The Battle for TPS
On October 3rd, 2018, a federal judge ruled to maintain Temporary Protected Status (TPS) for tens of thousands of non-citizens. This is one step closer in victory for those fighting against deportation laws and regulations currently enforced under the Trump administration. Judge Edward Chen of the U.S. District Court for the Northern District of California blocked the administration ending TPS protections, stating that it would cause "irreparable harm and great hardship."
TPS grants temporary protection to non-citizens who come to the United States fleeing humanitarian crises in their home country, such as civil war and natural disasters. Many TPS beneficiaries have been in the United States for decades, are law-abiding, and make positive impacts on our communities.
"We have families, we have kids, we pay taxes, so I think it's time." - Edwin & Mily Murillo, protesters supporting TPS
TPS supporters are pushing for a resolution to allow those who have been in the United States and supporting the country for years to acquire permanent residency and be removed from the deportation list. It seems like Judge Chen, who was appointed by President Barack Obama, has sided with TPS supporters, but not indefinitely. Chen seems to have quoted a legal brief highlighting the large contribution of labor that immigrants contribute to Gross Domestic Product (GDP) through highly desirable and hard to fill arduous labor. Chen highlighted that, according to the brief, 17 states estimated that they would lose about $132 billion in GDP $5.2 billion in Social Security and Medicare contributions, and $733 million in employer turnover costs if the ruling on TPS was to send those immigrants home.

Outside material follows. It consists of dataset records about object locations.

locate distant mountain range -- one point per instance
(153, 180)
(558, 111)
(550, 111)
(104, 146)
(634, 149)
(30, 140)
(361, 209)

Chen went on to quote much of the Trump administration’s efforts on increasing immigration enforcement laws, both beneficial and harmful to his cause. He also mentioned that the movement to end TPS may be fueled by racial bias, which has been a large issue and topic of discussion under the Trump administration.
An official hearing for the Trump administration and the plaintiffs has been set for October 26th.